If Rankowski had demanded that Wu be punished in absolutely absurd ways, like I don't know, being forced to play sexist games for 24 hours straight, it might have drawn some attention to the stupidity of the matters being discussed.
In any case, you can't simply emulate something and be as awful as some other people are already being, and then call it satire. The example about eating Irish babies works because it is so absolutely absurd that nobody would take it seriously. But Rankowski didn't do that. People were already sending death threats in manners concerning GG, and when you simply join in, there is not one grain of comedy in it.
While making it clear that this did not excuse Rankowski in the slightest, Thyunda spoke from personal experience about the difficulties of pulling off satire in general:
Unfortunately, no matter how absurd your satire, somebody, somewhere will fail to get the joke. I once took the piss out of a certain right-wing, British wannabe fascist organisation by taking on their mannerisms and describing Islam as an alien hive-mind that uses halal meat to genetically convert Pure White Christians, in response to yet another post about how every act of violence committed by someone with darker skin is (of course) ordered personally by ISIS and that halal means 'funds terrorism.' I said this in a left-wing group. Took five minutes for some old guy to say "That's disgustingly racist, Thyunda. Apologise." No matter how many people said "Mate, this is blatantly satire," he would insist that satire does not excuse racism. Especially not such absurd, extreme racism.
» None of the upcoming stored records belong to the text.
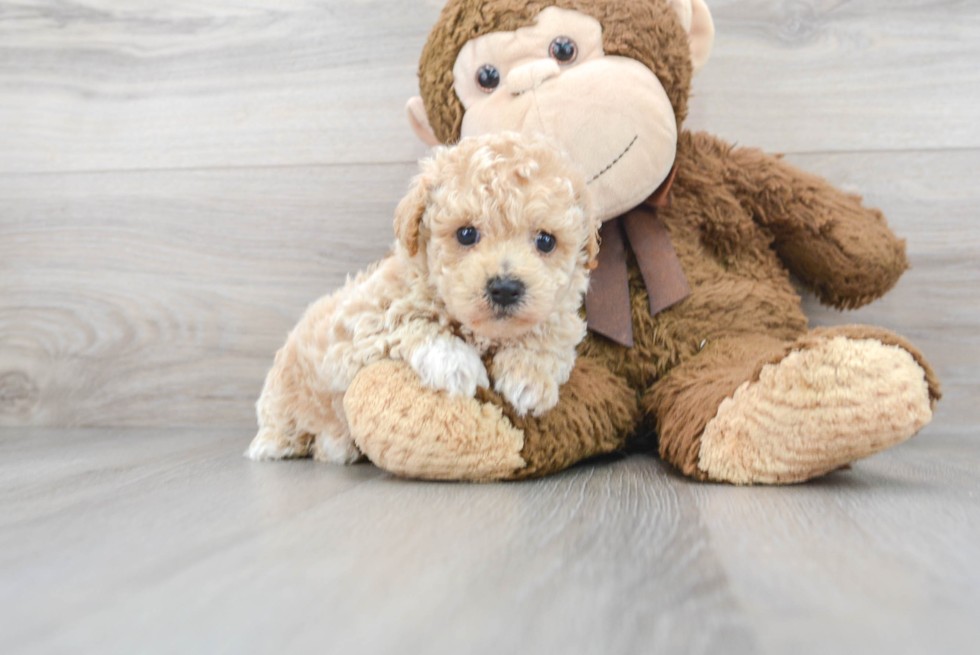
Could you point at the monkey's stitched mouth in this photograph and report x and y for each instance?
(614, 162)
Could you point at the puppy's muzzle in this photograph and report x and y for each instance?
(504, 292)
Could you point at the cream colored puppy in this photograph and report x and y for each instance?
(494, 244)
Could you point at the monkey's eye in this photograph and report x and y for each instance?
(545, 242)
(488, 78)
(468, 235)
(564, 50)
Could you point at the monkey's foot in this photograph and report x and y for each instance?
(817, 409)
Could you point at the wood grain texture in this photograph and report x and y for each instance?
(168, 541)
(103, 85)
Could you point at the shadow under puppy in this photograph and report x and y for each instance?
(494, 244)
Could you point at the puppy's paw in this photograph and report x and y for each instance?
(526, 389)
(451, 365)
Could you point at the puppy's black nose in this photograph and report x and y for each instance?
(505, 291)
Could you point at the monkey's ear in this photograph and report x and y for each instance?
(696, 19)
(408, 214)
(419, 121)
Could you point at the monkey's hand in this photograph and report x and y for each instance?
(841, 250)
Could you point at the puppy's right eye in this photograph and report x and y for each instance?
(467, 236)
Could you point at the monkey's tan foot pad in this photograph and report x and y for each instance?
(816, 410)
(416, 432)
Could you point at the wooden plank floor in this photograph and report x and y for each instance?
(168, 541)
(179, 179)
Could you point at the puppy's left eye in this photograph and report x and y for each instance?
(467, 236)
(545, 242)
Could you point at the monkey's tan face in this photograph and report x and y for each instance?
(610, 114)
(507, 242)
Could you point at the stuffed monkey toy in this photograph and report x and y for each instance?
(696, 331)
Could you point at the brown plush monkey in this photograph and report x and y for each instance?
(697, 331)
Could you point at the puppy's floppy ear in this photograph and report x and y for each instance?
(408, 214)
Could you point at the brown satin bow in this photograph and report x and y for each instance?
(607, 305)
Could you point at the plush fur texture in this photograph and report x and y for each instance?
(704, 373)
(645, 30)
(430, 303)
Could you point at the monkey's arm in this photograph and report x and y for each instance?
(841, 250)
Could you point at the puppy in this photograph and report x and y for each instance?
(494, 244)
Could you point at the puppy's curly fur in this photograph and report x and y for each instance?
(444, 305)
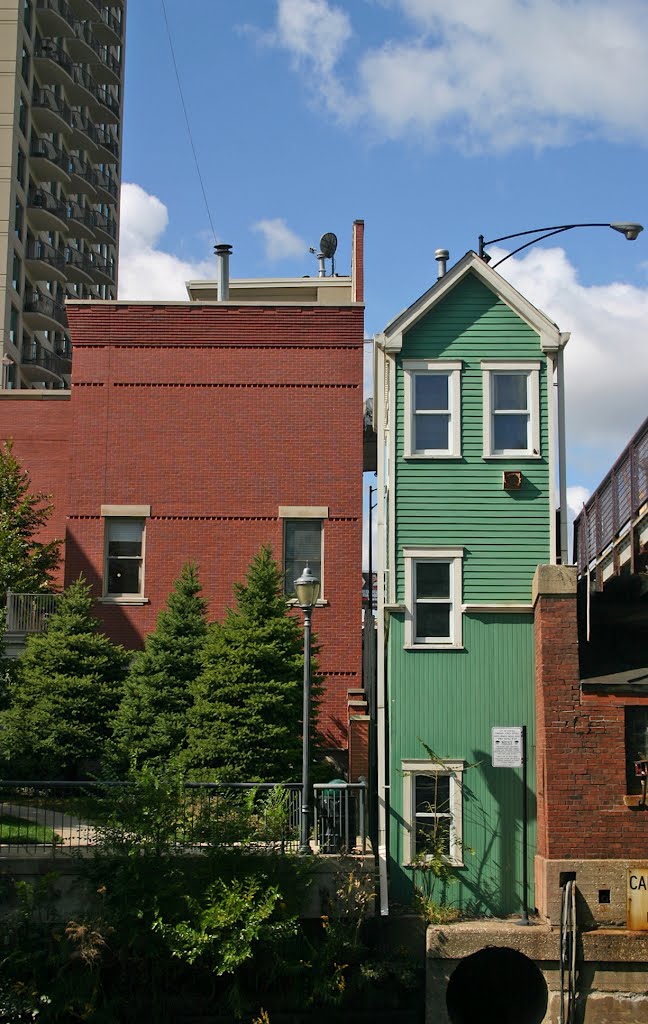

But it was Dynast Brass who managed to sum everything up, including the entire discussion, in a single pithy statement: "Poe's Law is a fickle and wicked mistress."
Marvel has decades of comics, from stupid crazy stuff like Guardians of the Galaxy to serious topics like Stark's alcoholism and endless "personal trauma" storylines, that gives them grounds for spreading out a bit. Ghostbusters has literally told the same story 4 times (not including the video games): blue-collar workers in New York City doing supernatural comedy. It's not a bad formula, but not one that gives you any real new vistas to explore that don't feel "not like Ghostbusters."
Maninahat had a wonderful point about modern reboots and the challenges they face:
The main difficulty is that it has to do what all reboots must attempt to do, in that it must make a jump from a pre-internet to a post internet setting. The concept of mobile phones, instant access to information, and a more sedimentary lifestyle all present big problems for writers which never existed in the 80s...Inevitably, a movie which does take phones into consideration ends up having a different approach to exposition and ultimately to tone. I think that is what is going to risk turning viewers off more than anything else - a distinct tone that might make the project feel too unfamiliar.